News that the writing group beginning planning a book about the Beachlands estate in Pevensey Bay has re-discovered the story about the status of the architect responsible for the plans is an interesting piece of detective work. If, as they suggest the architect father of the estate is T, Cecil Howitt one of the eminent provincial architects of the 20th century, then this story will have significance beyond Pevensey Bay. The value of the book that they plan is yet to be seen, but clearly there is an opportunity here for the book to have possible demonstrable social and economic value not just to the owners of properties on the estate , but also to Pevensey Bay. Their book, “Beachlands Estate, the unfinished symphony to the sea” looks as if it could provide some interesting national publicity for the estate in the media and amongst architectural historians across the country—Bay Life, 29 May 2017

With thanks to the Pevensey Timeline Association for permission to publish this article

The architect father of Beachlands in Pevensey Bay revealed for the first time since 1935, the man who had the Prince of Wales calling.
. . .
The architect father of Beachlands
Major T Cecil Howitt, DSO, OBE, FRIBA

“To have discovered, lost in architectural history after over 80 years, that the architect father of Beachlands is one of the eminent provincial architects of the 20th century, is something of a revelation.

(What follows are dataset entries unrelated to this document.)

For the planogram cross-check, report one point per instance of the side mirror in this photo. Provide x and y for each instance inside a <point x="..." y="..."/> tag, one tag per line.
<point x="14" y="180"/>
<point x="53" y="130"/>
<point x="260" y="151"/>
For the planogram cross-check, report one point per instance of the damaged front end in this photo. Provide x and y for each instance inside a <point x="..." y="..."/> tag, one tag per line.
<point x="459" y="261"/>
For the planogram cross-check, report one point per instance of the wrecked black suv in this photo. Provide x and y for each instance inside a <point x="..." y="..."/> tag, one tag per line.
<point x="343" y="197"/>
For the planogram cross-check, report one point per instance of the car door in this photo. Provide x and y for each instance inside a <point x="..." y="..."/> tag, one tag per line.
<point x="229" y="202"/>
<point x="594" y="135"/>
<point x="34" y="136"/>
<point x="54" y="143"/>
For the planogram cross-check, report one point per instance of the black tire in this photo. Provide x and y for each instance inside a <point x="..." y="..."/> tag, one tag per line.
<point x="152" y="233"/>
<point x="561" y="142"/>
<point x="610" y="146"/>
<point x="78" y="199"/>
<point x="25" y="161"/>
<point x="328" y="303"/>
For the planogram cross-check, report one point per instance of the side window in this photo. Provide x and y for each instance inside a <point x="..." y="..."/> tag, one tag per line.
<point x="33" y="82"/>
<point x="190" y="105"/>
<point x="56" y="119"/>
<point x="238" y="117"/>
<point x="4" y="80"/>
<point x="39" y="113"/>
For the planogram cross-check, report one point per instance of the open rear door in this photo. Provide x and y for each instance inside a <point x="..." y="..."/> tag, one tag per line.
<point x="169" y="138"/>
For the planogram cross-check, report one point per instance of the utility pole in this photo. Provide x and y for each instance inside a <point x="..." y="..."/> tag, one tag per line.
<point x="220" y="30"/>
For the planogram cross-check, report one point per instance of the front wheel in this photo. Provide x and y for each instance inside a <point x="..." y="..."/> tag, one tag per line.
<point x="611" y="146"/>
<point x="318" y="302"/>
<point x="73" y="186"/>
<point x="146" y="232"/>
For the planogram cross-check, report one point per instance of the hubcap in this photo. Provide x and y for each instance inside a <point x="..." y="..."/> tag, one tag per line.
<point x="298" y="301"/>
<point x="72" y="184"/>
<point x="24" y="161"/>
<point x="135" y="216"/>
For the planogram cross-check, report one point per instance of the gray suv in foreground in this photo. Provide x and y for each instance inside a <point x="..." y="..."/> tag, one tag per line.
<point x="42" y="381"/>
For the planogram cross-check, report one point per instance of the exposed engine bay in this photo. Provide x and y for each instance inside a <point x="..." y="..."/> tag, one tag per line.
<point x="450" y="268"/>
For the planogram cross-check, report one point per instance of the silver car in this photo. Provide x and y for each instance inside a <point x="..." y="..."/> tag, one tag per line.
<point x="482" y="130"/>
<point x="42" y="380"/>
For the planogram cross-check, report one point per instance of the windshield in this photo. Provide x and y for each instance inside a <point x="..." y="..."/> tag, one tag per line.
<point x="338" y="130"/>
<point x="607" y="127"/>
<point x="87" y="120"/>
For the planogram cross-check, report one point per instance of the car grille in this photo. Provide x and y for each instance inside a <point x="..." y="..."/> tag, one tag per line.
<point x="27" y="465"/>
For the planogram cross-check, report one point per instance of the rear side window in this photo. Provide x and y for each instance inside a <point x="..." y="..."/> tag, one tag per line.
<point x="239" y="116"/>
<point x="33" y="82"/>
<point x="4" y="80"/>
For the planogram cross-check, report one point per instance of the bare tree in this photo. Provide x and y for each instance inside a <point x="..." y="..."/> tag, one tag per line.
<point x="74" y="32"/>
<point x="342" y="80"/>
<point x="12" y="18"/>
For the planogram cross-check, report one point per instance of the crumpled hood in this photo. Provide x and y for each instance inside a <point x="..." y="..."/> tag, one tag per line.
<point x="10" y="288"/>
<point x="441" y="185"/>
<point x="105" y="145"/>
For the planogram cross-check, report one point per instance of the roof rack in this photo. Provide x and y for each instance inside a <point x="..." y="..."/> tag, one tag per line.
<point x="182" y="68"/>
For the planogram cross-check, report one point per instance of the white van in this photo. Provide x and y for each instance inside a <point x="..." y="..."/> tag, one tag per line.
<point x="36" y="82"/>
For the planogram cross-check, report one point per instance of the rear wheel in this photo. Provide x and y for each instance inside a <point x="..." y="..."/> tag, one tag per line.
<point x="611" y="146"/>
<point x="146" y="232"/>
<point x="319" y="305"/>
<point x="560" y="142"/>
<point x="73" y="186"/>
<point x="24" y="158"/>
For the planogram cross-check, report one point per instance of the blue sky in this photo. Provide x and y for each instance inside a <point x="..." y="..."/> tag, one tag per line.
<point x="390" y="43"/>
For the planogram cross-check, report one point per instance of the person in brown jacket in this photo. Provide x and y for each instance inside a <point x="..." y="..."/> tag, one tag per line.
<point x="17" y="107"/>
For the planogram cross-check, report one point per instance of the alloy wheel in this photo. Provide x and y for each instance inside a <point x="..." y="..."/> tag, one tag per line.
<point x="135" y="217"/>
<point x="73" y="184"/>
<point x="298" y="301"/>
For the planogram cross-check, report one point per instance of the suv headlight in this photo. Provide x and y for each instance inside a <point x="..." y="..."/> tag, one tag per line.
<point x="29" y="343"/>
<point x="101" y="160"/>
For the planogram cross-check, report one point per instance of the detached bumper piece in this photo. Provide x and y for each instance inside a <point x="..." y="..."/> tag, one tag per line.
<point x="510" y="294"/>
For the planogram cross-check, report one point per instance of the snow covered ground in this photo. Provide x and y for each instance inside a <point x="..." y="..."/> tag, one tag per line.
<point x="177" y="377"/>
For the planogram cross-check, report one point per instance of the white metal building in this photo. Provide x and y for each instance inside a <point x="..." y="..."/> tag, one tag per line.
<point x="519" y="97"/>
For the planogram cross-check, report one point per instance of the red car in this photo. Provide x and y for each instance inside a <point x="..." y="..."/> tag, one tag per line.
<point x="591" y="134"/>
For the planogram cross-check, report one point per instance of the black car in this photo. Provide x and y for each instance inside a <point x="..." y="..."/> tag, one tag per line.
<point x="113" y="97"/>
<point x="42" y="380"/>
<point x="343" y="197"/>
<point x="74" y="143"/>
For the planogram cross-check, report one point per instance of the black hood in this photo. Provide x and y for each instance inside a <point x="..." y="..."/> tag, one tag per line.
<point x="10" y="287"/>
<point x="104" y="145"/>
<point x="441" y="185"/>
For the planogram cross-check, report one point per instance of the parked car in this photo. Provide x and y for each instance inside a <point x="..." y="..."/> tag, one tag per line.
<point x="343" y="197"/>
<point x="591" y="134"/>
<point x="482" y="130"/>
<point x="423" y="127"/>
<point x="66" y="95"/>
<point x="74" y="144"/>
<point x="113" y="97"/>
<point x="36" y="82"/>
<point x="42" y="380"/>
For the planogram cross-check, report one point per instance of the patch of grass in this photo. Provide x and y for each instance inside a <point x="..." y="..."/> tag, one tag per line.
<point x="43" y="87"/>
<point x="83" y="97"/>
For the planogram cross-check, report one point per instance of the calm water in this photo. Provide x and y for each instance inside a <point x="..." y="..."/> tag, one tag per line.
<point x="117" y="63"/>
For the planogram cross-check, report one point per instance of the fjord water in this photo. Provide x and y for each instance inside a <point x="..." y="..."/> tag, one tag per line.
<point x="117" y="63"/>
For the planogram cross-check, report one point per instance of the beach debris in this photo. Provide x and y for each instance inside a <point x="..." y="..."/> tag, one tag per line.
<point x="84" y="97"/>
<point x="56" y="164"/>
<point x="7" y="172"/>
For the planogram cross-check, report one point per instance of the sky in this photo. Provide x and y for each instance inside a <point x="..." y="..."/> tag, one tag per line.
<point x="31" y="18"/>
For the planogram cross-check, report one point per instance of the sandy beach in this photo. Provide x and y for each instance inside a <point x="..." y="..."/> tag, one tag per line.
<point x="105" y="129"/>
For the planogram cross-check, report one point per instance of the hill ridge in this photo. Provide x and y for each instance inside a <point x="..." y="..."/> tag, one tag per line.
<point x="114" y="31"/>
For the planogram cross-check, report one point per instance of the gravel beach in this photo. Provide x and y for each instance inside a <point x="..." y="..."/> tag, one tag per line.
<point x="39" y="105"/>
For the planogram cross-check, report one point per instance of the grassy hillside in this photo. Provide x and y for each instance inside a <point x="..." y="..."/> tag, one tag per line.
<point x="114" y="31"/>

“T Cecil Howitt was responsible for the initial designs, sketches and layout of the first fifty houses in Beachlands, making him both the architect father and inspiration for the estate.

“His work is lauded and acknowledged in the field of public housing in the inter-war years across the country and his ‘Council House” for Nottingham Council was opened by the Prince of Wales in 1929.

“The fact that he is the father of Beachlands is of national significance to the history of social housing architecture in this country and we believe that in writing this book and making what we discover available to a national audience represents the addition of a lost piece of the jigsaw in the history of modernist social architecture in this country.

“We hope to be able to crowdfund this book because we believe that what we have discovered is of national significance to architectural historians of the twentieth century.’

“We would also hope to be able to encourage documentary makers to consider this story as a possible candidate for a BBC programme about the history of modernist estate housing in this country. Until now, this story has been unknown and most certainly it has never been told.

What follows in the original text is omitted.